Should copywright laws be governed by something like the unwritten rule re. making jokes about tragedies? Estates have to let go of copyrights once most people stop mourning, but not before? There's some Mel Brooks line I can't remember about making fun of the Lincoln Assassination, I think...

Great new issue, by the way.

Posted by: Jason Grote | May 22, 2005 9:54:27 PM

Personally I think a simple rule could be: once a copyright holder has made somewhere between $1 million and $10,000,000 off of a particular work, that work should go into the public domain.

So Disney now owes us for Mickey Mouse -- many times over.

Posted by: Alec Vance | May 23, 2005 9:53:35 AM

Oh, I get it. Now that race doesn't make any difference, let's cast "Roots" with Whites.

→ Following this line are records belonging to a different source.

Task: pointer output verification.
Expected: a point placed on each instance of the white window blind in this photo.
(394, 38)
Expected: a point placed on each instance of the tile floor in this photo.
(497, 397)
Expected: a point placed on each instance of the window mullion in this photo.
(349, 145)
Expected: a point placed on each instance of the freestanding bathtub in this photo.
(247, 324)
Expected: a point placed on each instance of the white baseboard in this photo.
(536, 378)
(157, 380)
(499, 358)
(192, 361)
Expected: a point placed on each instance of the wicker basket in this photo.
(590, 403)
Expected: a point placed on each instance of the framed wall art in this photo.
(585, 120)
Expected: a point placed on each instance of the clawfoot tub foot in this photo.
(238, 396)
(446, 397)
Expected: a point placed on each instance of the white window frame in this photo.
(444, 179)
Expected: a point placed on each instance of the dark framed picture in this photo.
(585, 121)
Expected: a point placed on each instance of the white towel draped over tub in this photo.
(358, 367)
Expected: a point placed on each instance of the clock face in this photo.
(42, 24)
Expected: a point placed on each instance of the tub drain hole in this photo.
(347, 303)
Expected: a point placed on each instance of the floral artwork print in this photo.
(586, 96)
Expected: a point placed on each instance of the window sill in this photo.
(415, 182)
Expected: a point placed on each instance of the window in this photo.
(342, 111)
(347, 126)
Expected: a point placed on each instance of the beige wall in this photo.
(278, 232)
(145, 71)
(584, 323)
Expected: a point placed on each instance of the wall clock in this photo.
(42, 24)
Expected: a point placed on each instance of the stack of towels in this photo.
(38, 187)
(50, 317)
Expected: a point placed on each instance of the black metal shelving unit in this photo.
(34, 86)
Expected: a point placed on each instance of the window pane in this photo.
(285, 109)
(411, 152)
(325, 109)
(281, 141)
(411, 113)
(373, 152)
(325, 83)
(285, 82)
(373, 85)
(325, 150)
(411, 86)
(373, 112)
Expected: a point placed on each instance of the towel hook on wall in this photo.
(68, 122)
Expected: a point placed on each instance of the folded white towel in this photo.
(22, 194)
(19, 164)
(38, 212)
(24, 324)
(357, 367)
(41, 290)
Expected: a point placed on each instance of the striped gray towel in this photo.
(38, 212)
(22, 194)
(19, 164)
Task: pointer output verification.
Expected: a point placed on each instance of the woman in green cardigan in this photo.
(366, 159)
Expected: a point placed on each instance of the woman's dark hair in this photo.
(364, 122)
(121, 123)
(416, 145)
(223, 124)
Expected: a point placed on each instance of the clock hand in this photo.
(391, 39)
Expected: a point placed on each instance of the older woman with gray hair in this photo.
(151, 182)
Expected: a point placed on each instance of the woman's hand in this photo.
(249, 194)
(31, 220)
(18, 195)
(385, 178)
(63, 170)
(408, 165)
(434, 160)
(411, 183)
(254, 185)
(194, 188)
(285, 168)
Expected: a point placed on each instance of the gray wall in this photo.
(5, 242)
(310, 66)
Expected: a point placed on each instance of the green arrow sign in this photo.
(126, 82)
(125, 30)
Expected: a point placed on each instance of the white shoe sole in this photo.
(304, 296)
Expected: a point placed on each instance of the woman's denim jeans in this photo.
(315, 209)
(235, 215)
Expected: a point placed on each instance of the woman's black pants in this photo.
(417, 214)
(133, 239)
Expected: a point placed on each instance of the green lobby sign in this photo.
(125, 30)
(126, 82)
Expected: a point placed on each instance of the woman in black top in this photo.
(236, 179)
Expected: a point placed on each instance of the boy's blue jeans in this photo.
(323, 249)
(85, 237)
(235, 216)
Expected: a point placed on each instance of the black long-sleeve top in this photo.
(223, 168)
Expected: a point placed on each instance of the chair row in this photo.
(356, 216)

Posted by: Jim | May 23, 2005 12:18:06 PM

it's a high school play; they don't have a huge selection of actors to choose from. so if there's one black kid who auditions for the show, it isn't fair to automatically cast him for the black role. the director has to judge who is best suited to which role, regardless of race. besides, the story is well-known enough that it's obvious what's going on. not to mention, there's a certain degree of added irony with a black huck.

Posted by: tracy | May 23, 2005 6:45:51 PM

I go to Glenelg Country School. I was Mary-Jane in that production of Big River. Our High School has about 250 students. I am part of a graduating class of 46. Nick and Jay are the best performers in the school. Obviously they were to be cast in the roles best for them.

And I agree, in its essence, Bit River is a terrible show...

Posted by: Anna | May 24, 2005 1:50:33 PM

I saw the Glenelg production of Big River. The casting was absolutely perfect. There is more to an actor than his/her skin color. Jay Frisby captured the essence of Huck brilliantly, and you could not have found a better Jim than Nick Lehan. The director was correct when she said a reversal of the two student actors would have been a stage disaster.
Evidence that her casting decision was correct can be found in the critical acolades this production received. Jay Frisby was awarded "best actor in a musical", Nick Lehan got "best featured actor in a musical", and the song "Muddy Water" got best song by the Cappies, a national asociation of high school drama departments. (and the "Anna" who sent in a comment to this website on May 24th was nominated for "best female vocalist") And these awards were given BEFORE the casting controversy hit the fan.

Posted by: Bob | May 26, 2005 4:28:34 PM

were i the copyright peeps i wouldn't intervene so aggressively as they did, but i do think in the enactment of somebody's story which is related to specific characters in specific situations in a specific time period where race is a major part of the storyline, yeah it should fit the characters otherwise it's an inconsistent and flawed recreation. if i were the producer i would probably enforce the original details save a lack of actors...

generally speaking, actors only apply for positions they fit. i.e. if a script calls for an anorexic teen girl who's 90 pounds, you don't hire a 300 pound actor who can say the lines and get in character unless you don't care about making yr produxion realistic.

in conclusion, pulling the race card on "keeping the black actor in chains" is BS.

Posted by: die bene tleilax | Jun 1, 2005 3:31:11 PM

to clarify further, i don't think mixing the races up in this situation is a big deal at all. just some blahblah to freak out about for anal peeps.